[Intel-gfx] [PATCH v2] drm/i915/gt: Register the migrate contexts with their engines
Daniel Vetter
daniel at ffwll.ch
Thu Aug 26 12:44:31 UTC 2021
On Thu, Aug 26, 2021 at 12:45:14PM +0200, Thomas Hellström wrote:
> Pinned contexts, like the migrate contexts need reset after resume
> since their context image may have been lost. Also the GuC needs to
> register pinned contexts.
>
> Add a list to struct intel_engine_cs where we add all pinned contexts on
> creation, and traverse that list at resume time to reset the pinned
> contexts.
>
> This fixes the kms_pipe_crc_basic at suspend-read-crc-pipe-a selftest for now,
> but proper LMEM backup / restore is needed for full suspend functionality.
> However, note that even with full LMEM backup / restore it may be
> desirable to keep the reset since backing up the migrate context images
> must happen using memcpy() after the migrate context has become inactive,
> and for performance- and other reasons we want to avoid memcpy() from
> LMEM.
>
> Also traverse the list at guc_init_lrc_mapping() calling
> guc_kernel_context_pin() for the pinned contexts, like is already done
> for the kernel context.
>
> v2:
> - Don't reset the contexts on each __engine_unpark() but rather at
> resume time (Chris Wilson).
>
> Cc: Tvrtko Ursulin <tvrtko.ursulin at linux.intel.com>
> Cc: Matthew Auld <matthew.auld at intel.com>
> Cc: Maarten Lankhorst <maarten.lankhorst at linux.intel.com>
> Cc: Brost Matthew <matthew.brost at intel.com>
> Cc: Chris Wilson <chris at chris-wilson.co.uk>
> Signed-off-by: Thomas Hellström <thomas.hellstrom at linux.intel.com>
I guess it got lost, but I few weeks ago I stumbled over this and wondered
why we're even setting up a separate context or at least why a separate vm
compared to the gt->vm we have already?
Even on chips with bazillions of copy engines the plan is that we only
reserve a single one for kernel migrations, so there's not really a need
for quite this much generality I think.
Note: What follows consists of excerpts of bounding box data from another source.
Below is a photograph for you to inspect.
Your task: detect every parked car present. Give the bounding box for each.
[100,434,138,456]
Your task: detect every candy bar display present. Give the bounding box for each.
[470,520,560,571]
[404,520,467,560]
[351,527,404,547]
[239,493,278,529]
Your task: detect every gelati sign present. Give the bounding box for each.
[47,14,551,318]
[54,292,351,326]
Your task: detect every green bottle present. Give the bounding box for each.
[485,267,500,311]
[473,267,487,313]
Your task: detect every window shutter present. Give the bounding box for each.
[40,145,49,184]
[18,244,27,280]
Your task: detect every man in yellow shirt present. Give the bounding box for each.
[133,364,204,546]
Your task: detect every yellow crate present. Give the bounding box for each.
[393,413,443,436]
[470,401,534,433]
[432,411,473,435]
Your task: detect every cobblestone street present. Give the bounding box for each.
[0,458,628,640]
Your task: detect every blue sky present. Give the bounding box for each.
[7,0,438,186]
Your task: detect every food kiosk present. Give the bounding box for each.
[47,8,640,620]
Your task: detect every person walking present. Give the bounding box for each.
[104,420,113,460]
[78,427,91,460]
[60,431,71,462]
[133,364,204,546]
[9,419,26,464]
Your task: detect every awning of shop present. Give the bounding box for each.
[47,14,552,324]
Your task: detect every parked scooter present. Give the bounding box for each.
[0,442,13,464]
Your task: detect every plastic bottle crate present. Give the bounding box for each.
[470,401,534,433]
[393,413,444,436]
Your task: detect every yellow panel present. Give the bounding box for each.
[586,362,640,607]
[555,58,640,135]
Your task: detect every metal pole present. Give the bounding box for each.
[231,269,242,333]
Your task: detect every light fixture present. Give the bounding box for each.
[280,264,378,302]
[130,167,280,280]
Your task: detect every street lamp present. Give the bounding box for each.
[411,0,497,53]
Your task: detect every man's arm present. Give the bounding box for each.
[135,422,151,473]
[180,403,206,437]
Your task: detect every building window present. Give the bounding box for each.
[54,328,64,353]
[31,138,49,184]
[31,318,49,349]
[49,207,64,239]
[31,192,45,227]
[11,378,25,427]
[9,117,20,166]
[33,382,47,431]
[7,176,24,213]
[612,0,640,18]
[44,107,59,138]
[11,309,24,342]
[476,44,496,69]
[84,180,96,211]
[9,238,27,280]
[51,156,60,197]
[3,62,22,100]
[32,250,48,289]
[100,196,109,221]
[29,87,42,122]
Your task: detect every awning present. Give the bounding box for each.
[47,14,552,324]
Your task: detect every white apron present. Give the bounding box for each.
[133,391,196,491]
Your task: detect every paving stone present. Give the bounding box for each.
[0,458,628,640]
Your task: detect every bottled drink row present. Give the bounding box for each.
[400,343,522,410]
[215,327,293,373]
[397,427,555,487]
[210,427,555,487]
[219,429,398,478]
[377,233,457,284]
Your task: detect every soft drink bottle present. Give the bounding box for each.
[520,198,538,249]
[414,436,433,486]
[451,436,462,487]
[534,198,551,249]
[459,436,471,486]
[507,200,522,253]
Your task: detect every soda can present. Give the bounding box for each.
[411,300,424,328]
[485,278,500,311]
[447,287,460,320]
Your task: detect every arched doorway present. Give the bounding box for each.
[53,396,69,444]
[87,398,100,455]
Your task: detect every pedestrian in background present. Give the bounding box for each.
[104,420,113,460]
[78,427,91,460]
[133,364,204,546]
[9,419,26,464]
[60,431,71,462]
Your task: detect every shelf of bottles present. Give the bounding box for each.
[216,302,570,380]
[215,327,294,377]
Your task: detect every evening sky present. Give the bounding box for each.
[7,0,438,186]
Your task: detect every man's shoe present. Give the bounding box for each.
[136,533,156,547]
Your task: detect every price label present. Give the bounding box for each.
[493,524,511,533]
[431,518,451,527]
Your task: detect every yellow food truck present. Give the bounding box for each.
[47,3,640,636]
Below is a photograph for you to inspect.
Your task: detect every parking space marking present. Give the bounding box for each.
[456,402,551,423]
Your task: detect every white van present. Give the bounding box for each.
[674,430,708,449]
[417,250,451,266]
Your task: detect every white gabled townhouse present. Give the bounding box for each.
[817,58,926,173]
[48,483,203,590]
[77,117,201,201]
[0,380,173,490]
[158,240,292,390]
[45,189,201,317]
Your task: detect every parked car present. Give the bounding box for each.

Maybe check with Jon Bloomfield on
this.
Iirc I had also a few other questions on simplifying this area.
-Daniel
> ---
> drivers/gpu/drm/i915/gt/intel_context_types.h | 8 +++++++
> drivers/gpu/drm/i915/gt/intel_engine_cs.c | 4 ++++
> drivers/gpu/drm/i915/gt/intel_engine_pm.c | 23 +++++++++++++++++++
> drivers/gpu/drm/i915/gt/intel_engine_pm.h | 2 ++
> drivers/gpu/drm/i915/gt/intel_engine_types.h | 7 ++++++
> drivers/gpu/drm/i915/gt/intel_gt_pm.c | 3 +++
> drivers/gpu/drm/i915/gt/mock_engine.c | 1 +
> .../gpu/drm/i915/gt/uc/intel_guc_submission.c | 10 +++++---
> 8 files changed, 55 insertions(+), 3 deletions(-)
>
> diff --git a/drivers/gpu/drm/i915/gt/intel_context_types.h b/drivers/gpu/drm/i915/gt/intel_context_types.h
> index e54351a170e2..a63631ea0ec4 100644
> --- a/drivers/gpu/drm/i915/gt/intel_context_types.h
> +++ b/drivers/gpu/drm/i915/gt/intel_context_types.h
> @@ -152,6 +152,14 @@ struct intel_context {
> /** sseu: Control eu/slice partitioning */
> struct intel_sseu sseu;
>
> + /**
> + * pinned_contexts_link: List link for the engine's pinned contexts.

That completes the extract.